Overall, exercise helps form new blood vessels, which can reduce the effects of stroke as you age, Suzuki said.

Finally, Liu Ambrose says exercise allows the brain to work more efficiently as you age. Older brains often need to recruit more brain regions for the same tasks, she said.

“After exercise, the brain becomes more efficient, so you can recruit fewer brain regions, but for better performance,” she said.

Changing Your Exercise May Be Better For Your Brain

Learning a new skill is often good for your brain, Suzuki says, so trying new exercises may give you more brain benefits. Doing a new exercise sets up new circuits in your motor cortex, she says.

“If you just do the same exercises over and over and it becomes more rote and doesn't challenge yourself in any new way, is it better to challenge yourself and try things harder?
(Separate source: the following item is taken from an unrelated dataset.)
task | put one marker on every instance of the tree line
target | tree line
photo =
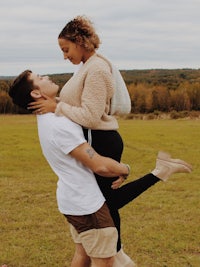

Yes, yes. It will It's always a good mix of engaging bigger or more people in different parts of your brain,” she says.

Adding new moves to weightlifting, cross-training, or taking a kickboxing or zumba class could be a fun way to do that, she says.

While aerobic cardiovascular exercise is the most studied, she says there is no “best” exercise for brain health. Your brain will benefit from any physical activity that gets your heart rate up.

“Every drop of sweat counts. The more you exercise, the more benefits you see,” Suzuki said.